Constant Hawk flew on Short 360-300s in Iraq under the command of Task Force ODIN. The system was introduced to Afghanistan in 2009, where it is still in use aboard MC-12W Liberty aircraft.

==Development==

Initial work on Constant Hawk began in the early 2000s (decade) at Lawrence Livermore National Laboratory as part of the Sonoma Persistent Surveillance Program, a U.S. Department of Energy effort to monitor nuclear proliferation.

In 2005, Constant Hawk was passed to the U.S. Department of Defense, which led to its development under the Army Research Laboratory in Aberdeen, MD.

Since 2005, MIT has been developing processing algorithms enabling efficient formation, exploitation and dissemination of Constant Hawk imagery.

In 2009, BAE Systems provided an additional, infrared payload for Constant Hawk called the Airborne Wide Area Persistent Surveillance Sensor (AWAPSS).

In 2013, the MIT sensor MASIVS was deployed by Constant Hawk increasing pixel counts by an order of magnitude and providing full color imagery processed in real-time on board the aircraft.

==Features==
Constant Hawk includes a 96-megapixel camera as part of its sensor suite and software that detects changes and patterns in collected imagery.

This allows intelligence analysts to detect roadside bombs and prepared ambushes.

==Upgrades and similar systems==
In 2007, the U.S. Marine Corps developed an upgrade to Constant Hawk called Angel Fire. In 2011, a Constant Hawk spinoff called Kestrel began deployment on aerostats in Afghanistan.

Additionally, many of Constant Hawk's capabilities have been miniaturized or improved in newer wide-area persistent surveillance systems such as Logos Technologies' Kestrel.

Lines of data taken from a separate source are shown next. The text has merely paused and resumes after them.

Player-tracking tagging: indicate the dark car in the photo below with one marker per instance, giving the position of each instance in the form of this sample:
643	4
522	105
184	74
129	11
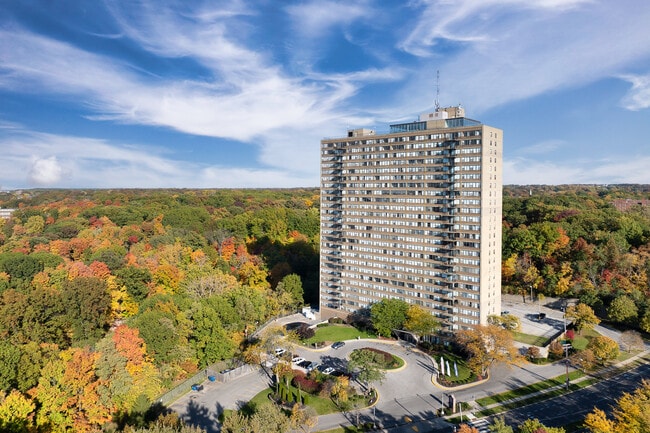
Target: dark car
304	364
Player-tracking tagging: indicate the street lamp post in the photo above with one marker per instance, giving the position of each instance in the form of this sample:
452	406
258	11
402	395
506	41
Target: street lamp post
566	363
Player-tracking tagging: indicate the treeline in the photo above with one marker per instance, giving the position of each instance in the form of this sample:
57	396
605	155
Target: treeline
571	241
107	298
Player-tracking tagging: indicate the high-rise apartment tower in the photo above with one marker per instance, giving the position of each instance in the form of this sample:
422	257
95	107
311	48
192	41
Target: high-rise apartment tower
414	214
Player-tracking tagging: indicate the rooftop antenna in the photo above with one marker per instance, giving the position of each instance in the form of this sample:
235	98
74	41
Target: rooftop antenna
437	101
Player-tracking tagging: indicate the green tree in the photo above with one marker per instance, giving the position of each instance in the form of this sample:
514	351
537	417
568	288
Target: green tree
9	361
583	317
366	363
623	310
20	267
420	321
16	413
291	285
535	426
499	426
387	315
486	345
87	303
645	321
136	281
209	338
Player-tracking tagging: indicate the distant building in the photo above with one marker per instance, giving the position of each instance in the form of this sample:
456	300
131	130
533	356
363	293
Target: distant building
625	204
414	214
6	213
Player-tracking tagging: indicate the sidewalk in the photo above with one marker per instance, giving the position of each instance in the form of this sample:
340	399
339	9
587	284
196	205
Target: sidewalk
601	374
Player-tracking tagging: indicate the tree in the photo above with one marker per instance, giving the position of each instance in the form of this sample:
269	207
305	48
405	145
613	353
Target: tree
486	345
604	348
10	359
292	286
236	422
269	418
87	303
136	281
645	321
631	340
464	428
365	361
420	321
304	418
622	310
125	369
210	340
16	413
583	317
584	359
631	414
535	426
68	394
533	353
387	315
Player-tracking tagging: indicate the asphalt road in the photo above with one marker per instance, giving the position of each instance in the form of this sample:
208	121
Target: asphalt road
576	405
408	395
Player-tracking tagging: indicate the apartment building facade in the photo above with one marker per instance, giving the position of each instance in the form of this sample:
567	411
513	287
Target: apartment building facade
414	214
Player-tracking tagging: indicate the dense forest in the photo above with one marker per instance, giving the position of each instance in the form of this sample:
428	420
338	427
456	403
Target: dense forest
123	293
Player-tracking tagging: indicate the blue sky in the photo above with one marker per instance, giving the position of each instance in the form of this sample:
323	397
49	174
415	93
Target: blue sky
220	94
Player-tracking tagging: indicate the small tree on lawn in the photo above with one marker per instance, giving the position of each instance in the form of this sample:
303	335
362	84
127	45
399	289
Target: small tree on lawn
583	317
533	353
604	348
631	340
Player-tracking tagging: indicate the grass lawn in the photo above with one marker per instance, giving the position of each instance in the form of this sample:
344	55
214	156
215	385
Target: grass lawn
333	333
533	340
322	406
580	341
526	390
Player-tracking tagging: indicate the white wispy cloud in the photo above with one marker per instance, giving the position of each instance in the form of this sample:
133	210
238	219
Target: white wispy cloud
512	50
638	97
527	171
42	159
547	146
315	18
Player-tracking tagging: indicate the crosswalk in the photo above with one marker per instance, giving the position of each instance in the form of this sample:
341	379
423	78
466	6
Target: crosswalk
481	425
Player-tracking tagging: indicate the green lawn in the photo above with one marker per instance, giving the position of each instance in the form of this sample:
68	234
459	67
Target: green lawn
533	340
530	389
332	333
322	406
464	373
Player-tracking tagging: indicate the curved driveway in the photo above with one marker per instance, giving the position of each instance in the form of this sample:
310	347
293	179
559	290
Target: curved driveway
408	392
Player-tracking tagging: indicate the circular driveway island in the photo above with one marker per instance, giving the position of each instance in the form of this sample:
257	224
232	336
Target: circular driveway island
407	391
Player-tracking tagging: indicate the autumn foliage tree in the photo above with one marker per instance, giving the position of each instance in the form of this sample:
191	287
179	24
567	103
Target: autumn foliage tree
486	344
631	414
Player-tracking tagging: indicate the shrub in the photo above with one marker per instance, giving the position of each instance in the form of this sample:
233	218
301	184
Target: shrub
304	383
305	332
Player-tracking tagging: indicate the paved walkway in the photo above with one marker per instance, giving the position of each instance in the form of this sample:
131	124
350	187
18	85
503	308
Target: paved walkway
413	401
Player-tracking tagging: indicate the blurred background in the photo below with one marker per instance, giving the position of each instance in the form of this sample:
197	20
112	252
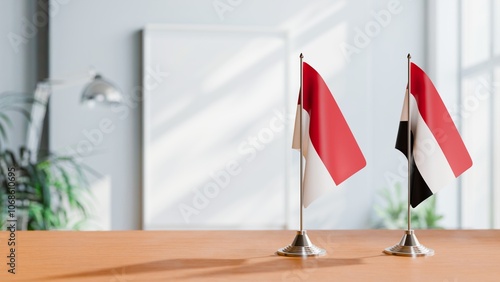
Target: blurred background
202	136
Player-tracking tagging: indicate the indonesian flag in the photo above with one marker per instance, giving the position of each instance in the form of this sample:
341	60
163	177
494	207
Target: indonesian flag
332	154
439	154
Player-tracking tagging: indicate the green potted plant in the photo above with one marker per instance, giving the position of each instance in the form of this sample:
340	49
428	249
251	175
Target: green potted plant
50	192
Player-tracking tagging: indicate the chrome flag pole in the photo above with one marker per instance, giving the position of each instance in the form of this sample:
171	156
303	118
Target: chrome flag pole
301	245
409	245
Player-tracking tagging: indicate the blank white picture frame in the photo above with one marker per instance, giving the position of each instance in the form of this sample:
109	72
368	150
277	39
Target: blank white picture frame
216	131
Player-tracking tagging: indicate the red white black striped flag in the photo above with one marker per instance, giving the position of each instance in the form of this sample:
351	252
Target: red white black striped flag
439	154
331	152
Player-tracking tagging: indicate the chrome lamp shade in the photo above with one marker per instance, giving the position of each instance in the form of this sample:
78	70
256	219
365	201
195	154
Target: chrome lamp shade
102	91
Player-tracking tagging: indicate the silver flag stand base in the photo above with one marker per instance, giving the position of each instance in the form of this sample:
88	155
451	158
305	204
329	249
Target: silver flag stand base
301	247
409	247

Kestrel reduces size and weight, while increasing image resolution and adding a day/night surveillance capability.

In addition, the U.S. Air Force is working on Gorgon Stare, a wide-area persistence surveillance system designed for the MQ-9 Reaper. Gorgon Stare was initially scheduled for deployment in 2010.

Another system still in development by DARPA is ARGUS-IS.